Question

If a hot air balloon is travelling vertically upward at a constant speed of 2.3 m/s. When it is 19 m above the ground, a package is release from the balloon.

Answer 1

After it is released, for how long is the package in the air? The acceleration of gravity is 9.8 m/s^2 . Answer in units of seconds.
What is its speed just before the impact with the ground? Answer in units of m/ second.

Answer 2

Now assume the hot air is moving vertically downward at a constant speed of 2.3 m/s. After the package is released, how long is it in the air? Answer in seconds.
What is its speed just before impact with the ground? Answer in m/s.

Answer 3

apply formula v=u + at

Answer 4

ok

Answer 5

jst plug in all parameter u ll get "t"

Answer 6

is u the distance?

Answer 7

yea...

Answer 8

Does 1.7 seconds sound right?

Answer 9

it doesnt to me. :(

Answer 10

i didn't check ans .....bt what is ans.....exactly...then..

Answer 11

srry , apply this formula
s=ut+1/2 at^2 ok

Answer 12

here s= distance

Answer 13

I'm not for sure... I set it up: 2.3 m/s = 19m +9.8m/s^2 (t)
2.3 m/s - 19m =9.8m/s^2 (t)
(2.3 m/s)/(9.8 m/s^2) - (19m)/(9.8m/s^2) = t

Answer 14

ok 1 second.

Answer 15

am i using quadratic on this?

Answer 16

jst pulg in all values r given ...

Answer 17

its quadratic in t

Answer 18

We know the distance the package falls, but just after releasing the package is initially traveling upwards.

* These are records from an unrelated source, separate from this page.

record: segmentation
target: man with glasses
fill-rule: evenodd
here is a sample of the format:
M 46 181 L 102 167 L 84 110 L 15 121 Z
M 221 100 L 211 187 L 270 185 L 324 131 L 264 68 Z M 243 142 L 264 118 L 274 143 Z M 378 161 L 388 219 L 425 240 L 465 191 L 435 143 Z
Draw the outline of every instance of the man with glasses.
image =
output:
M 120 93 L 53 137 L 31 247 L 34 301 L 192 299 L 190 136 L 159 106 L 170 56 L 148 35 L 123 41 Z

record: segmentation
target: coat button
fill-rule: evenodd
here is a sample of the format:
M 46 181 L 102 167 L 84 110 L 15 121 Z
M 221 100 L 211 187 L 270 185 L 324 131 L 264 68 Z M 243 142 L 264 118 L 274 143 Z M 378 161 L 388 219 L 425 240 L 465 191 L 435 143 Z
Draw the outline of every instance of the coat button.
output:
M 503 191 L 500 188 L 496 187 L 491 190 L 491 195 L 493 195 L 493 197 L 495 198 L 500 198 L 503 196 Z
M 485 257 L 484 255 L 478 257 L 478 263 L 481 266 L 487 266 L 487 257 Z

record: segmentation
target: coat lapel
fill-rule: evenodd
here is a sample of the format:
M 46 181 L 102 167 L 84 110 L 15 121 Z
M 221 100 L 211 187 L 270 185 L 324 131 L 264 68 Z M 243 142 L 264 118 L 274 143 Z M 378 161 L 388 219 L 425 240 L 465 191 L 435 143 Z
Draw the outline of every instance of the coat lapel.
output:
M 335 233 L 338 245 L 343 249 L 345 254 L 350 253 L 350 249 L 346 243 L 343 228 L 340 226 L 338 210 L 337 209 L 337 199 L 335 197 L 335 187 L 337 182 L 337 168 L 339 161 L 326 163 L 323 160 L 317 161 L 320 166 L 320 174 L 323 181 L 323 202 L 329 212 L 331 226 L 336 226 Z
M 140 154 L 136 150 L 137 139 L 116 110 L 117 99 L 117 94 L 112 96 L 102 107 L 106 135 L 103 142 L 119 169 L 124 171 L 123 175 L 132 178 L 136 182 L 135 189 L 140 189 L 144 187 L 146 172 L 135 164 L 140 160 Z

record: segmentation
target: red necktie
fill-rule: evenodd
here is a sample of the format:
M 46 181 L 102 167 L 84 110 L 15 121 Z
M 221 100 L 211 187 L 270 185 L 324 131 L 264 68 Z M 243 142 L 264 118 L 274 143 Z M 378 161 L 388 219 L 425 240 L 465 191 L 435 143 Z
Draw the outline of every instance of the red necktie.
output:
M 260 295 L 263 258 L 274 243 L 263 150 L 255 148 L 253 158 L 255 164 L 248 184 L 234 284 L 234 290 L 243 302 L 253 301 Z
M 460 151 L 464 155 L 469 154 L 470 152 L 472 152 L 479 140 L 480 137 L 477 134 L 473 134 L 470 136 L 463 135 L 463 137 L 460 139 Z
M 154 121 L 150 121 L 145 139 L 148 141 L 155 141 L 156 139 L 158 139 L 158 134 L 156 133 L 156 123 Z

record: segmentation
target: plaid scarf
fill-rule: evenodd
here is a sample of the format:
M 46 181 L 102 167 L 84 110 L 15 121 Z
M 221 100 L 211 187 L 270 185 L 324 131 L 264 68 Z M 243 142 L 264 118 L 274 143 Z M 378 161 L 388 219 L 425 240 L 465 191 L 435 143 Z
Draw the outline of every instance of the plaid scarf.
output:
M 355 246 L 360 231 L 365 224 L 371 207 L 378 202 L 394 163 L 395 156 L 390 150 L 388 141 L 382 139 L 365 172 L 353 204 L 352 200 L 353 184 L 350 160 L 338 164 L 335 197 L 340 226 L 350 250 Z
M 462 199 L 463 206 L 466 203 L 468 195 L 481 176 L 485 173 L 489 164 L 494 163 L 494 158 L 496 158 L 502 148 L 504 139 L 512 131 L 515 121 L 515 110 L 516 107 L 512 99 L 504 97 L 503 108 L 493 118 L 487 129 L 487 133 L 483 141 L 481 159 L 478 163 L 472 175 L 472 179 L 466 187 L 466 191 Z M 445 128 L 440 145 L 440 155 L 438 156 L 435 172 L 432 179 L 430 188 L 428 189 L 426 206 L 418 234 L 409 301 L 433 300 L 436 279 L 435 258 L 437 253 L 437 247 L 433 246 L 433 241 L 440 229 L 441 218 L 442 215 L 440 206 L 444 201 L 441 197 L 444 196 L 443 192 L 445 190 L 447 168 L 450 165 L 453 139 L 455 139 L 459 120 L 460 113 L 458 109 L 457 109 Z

We can use the following equation to solve for \(t\):\[d = v_ot - {1 \over 2} gt^2\]where \(d = d_o + {v_o^2 \over 2g}\), \(v_o\) is the velocity of the balloon, \(d_o\) is the height of the balloon when the package is dropped, and \(g\) is gravitational acceleration.
We can use the following equation to solve for the velocity at impact with the ground:\[v =v_o - g t\]where \(v_o\) is the velocity of the balloon.

Answer 19

Ok so the distance = 18.27(using the formula) if i put that into a quadratic equation it is not a "real solution"

Answer 20

The highest the box achieves while traveling upwards should be higher than 19m because the box is initially travelling upwards. Therefore, gravity must first slow the box to zero velocity, then begin accelerate it towards the surface of the earth. The box simply accelerates downward when the balloon travels downward. In this case the distance is simply 19m.